Apocalipse ontem

NOVA YORK

Lúcia Guimarães, O Estado de S.Paulo

14 de junho de 2010 | 00h00

Os minutos que precederam o gesto de digitar esta primeira frase foram preenchidos da seguinte maneira: coloquei água na chaleira para fazer um café. Mudei de ideia e troquei a cafeína por um chá de ervas. Chequei as mensagens no Blackberry. Peguei o jornal, li dois parágrafos da primeira página e fui molhar as plantas. Abri os e-mails no laptop e convidei uma amiga da Califórnia para fazer um programa no fim de julho. Li as últimas manchetes no Google. Ajustei a altura da cadeira. Levantei e fiz um exercício contra a parede para aliviar tendinite. Conferi minha lista de compras da semana no mercado orgânico online, mesmo sabendo que a encomenda já estava a caminho. Tentei sintonizar a única rádio de música clássica desta metrópole, mas o sinal era fraco. Troquei de estação e a voz do entrevistado, o escritor Clay Shirky, veio aplacar minha ansiedade: "A abundância provoca mais ruptura do que a escassez."

Shirky refere-se à abundância de informação, tema de seu livro Cognitive Surplus, Creativity and Generosity in a Connected Age (Superávit Cognitivo, Criatividade e Generosidade numa Idade Conectada). O autor tomou a contramão de uma população crescente de profetas do apocalipse tecnológico. Como o moribundo computador Hal de 2001, Uma Odisséia no Espaço, críticos alertam que nós estamos perdendo a cabeça.

O mais recente é Nicholas Carr, autor de The Shallows, What the Internet Is Doing to Our Brains (Os Rasos, O Que a Internet Está Fazendo com Nossos Cérebros). Ninguém duvida que a internet faz algo com o nosso cérebro, assim como a introdução do alfabeto faz, na infância.

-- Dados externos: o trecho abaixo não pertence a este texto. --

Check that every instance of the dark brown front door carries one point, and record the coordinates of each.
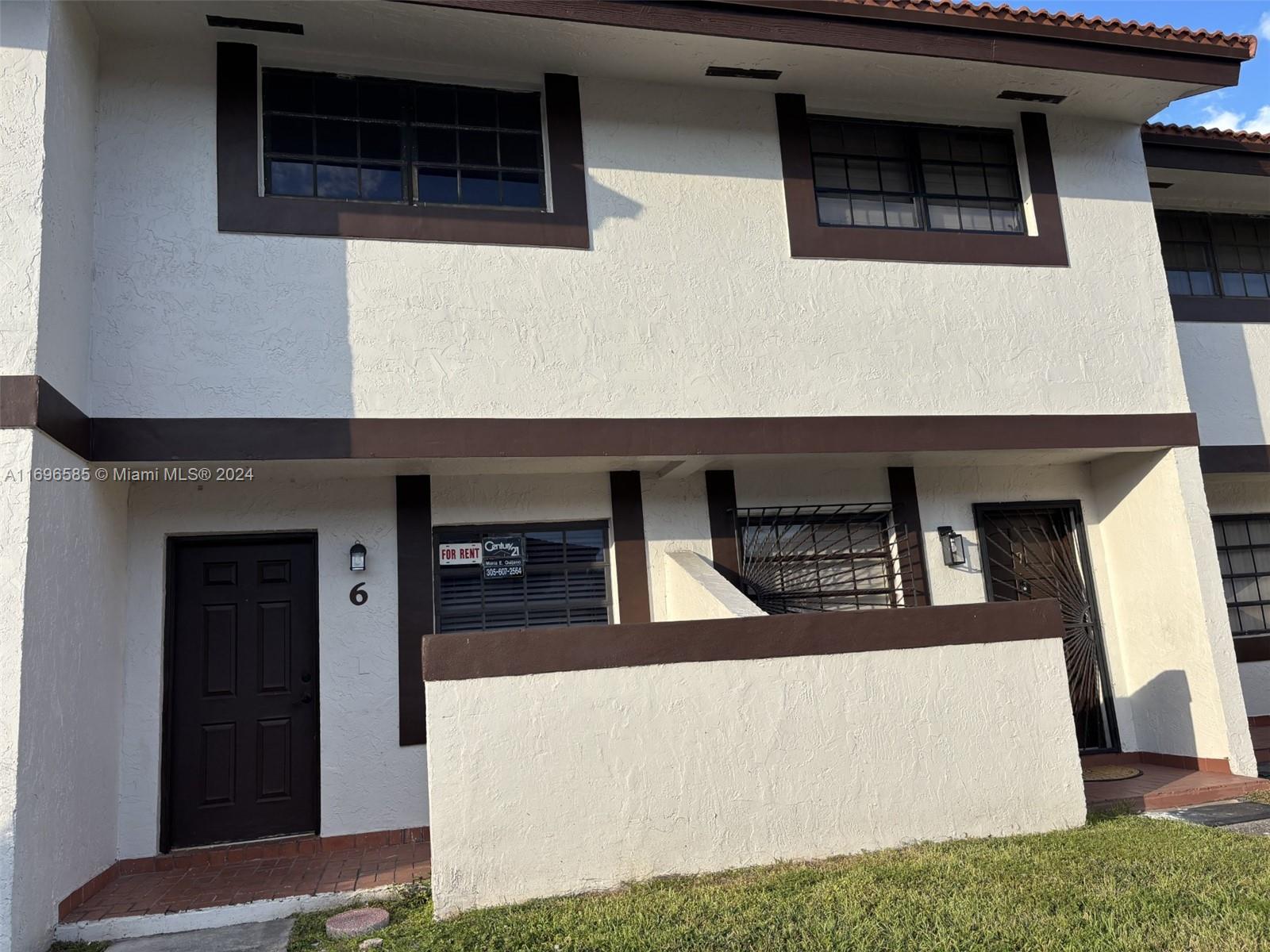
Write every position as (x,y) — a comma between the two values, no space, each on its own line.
(243,689)
(1039,551)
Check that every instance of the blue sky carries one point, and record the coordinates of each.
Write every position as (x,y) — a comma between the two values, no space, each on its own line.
(1248,106)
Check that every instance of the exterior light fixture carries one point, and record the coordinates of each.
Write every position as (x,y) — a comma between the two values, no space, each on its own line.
(952,546)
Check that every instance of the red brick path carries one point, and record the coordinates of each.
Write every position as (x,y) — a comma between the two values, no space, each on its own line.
(247,880)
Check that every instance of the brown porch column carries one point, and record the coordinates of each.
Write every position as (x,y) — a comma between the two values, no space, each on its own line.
(908,535)
(630,554)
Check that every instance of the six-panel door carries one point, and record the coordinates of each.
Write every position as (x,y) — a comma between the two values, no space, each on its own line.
(243,731)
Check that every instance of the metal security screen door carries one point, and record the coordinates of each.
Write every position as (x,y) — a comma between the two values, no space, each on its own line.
(1039,550)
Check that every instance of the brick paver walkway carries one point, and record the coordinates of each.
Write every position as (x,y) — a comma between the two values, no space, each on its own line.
(248,880)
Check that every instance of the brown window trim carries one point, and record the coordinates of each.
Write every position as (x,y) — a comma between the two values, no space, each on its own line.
(1221,310)
(241,207)
(810,239)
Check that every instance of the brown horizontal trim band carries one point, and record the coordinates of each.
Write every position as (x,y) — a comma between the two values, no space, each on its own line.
(810,239)
(31,401)
(841,29)
(503,654)
(190,440)
(1221,310)
(251,438)
(241,207)
(1253,457)
(1232,159)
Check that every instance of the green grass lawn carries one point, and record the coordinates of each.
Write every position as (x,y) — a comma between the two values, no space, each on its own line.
(1121,882)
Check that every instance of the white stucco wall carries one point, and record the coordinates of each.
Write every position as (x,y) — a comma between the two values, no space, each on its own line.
(71,689)
(1232,495)
(558,784)
(687,305)
(1226,378)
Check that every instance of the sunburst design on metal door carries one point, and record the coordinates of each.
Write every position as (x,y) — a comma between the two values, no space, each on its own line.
(1032,554)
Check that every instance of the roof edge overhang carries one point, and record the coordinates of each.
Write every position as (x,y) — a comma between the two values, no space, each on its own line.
(903,31)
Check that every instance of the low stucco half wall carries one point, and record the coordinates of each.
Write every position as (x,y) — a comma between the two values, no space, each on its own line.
(549,780)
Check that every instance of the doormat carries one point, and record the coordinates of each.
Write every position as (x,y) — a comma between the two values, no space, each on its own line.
(1222,814)
(1109,772)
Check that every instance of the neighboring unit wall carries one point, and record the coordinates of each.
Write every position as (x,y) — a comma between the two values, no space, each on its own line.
(1240,495)
(687,305)
(71,691)
(565,782)
(1226,378)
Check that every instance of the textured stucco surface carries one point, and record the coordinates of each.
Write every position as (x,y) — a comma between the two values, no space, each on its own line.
(1231,495)
(1178,666)
(673,311)
(559,784)
(1226,378)
(368,782)
(694,590)
(71,692)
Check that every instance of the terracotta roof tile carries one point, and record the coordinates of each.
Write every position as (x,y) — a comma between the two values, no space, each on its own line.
(1075,22)
(1206,133)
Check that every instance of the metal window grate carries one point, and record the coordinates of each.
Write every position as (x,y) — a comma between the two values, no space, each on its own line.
(565,581)
(1216,255)
(1244,554)
(823,558)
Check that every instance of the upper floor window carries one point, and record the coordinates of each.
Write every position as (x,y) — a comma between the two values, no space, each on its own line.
(930,178)
(375,140)
(1216,255)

Mas há uma moralização do debate e com ela vem um curto-circuito da interpretação de dados. Carr culpa a tela do computador, com suas múltiplas janelas de informação, pela nossa incapacidade de concentração. Ele diz que estamos arcados sob o excesso de peso cognitivo e logo não vamos mais ler livros. Sócrates ia ficar feliz com a notícia. Ele temia que a invenção dos livros fosse tornar a alma desmemoriada.

Quase toda tecnologia provoca perdas e se estabelece por causa dos ganhos humanos, não pela virtude tecnológica. O mais otimista Clay Shirky tem outra tese: a internet estaria restaurando o nosso gosto pela leitura sabotado por décadas de ruminação passiva diante da TV. O argumento da internet como uma imensa galáxia com 1 centímetro de profundidade não desanima Shirky. Ele concorda que a distração se tornou nociva e epidêmica, mas faz uma analogia com o século 17, quando foi necessário alfabetizar as crianças para terem acesso ao livro impresso. Vai ser necessário disciplinar a geração digital.

Steven Pinker, o grande especialista em psicologia cognitiva, acaba de jogar mais água fria nas expectativas de Juízo Final. Num artigo editorial no New York Times, escrito com o habitual senso de humor, Pinker pediu, calma, pessoal, a informação toda não está sendo armazenada no nosso pâncreas. Pinker lembra que décadas de TV e videogames coincidiram com a elevação dos números em testes de Q.I.

Se a mídia eletrônica estivesse baixando o nível da inteligência, o conhecimento científico não estaria vivendo uma Renascença de novas descobertas, argumenta o psicólogo e professor de Harvard. Ele acredita que a internet emplacou em parte porque o conhecimento humano cresce de maneira exponencial. E compartilha da receita de Clay Shirky. Depois do excesso, vem a ressaca e as soluções para lidar com o problema incluem a simples autodisciplina.

Mas mesmo pessimistas como Nicholas Carr têm argumento de sobra ao fazer crítica cultural. Todo o lixo que veio com a internet, da explosão da pornografia online aos religiosos muçulmanos recrutando adolescentes para atentados suicidas??, mesmo não sendo metabolizado pelo pâncreas, tem o potencial destrutivo que justifica o esforço para ser exposto e combatido.

Se os pais são enérgicos para desligar a TV na hora do dever de casa dos filhos, por que não terão determinação para retomar controle da própria rotina? Ufa, consegui terminar esta coluna depois de fechar a janela do Gmail.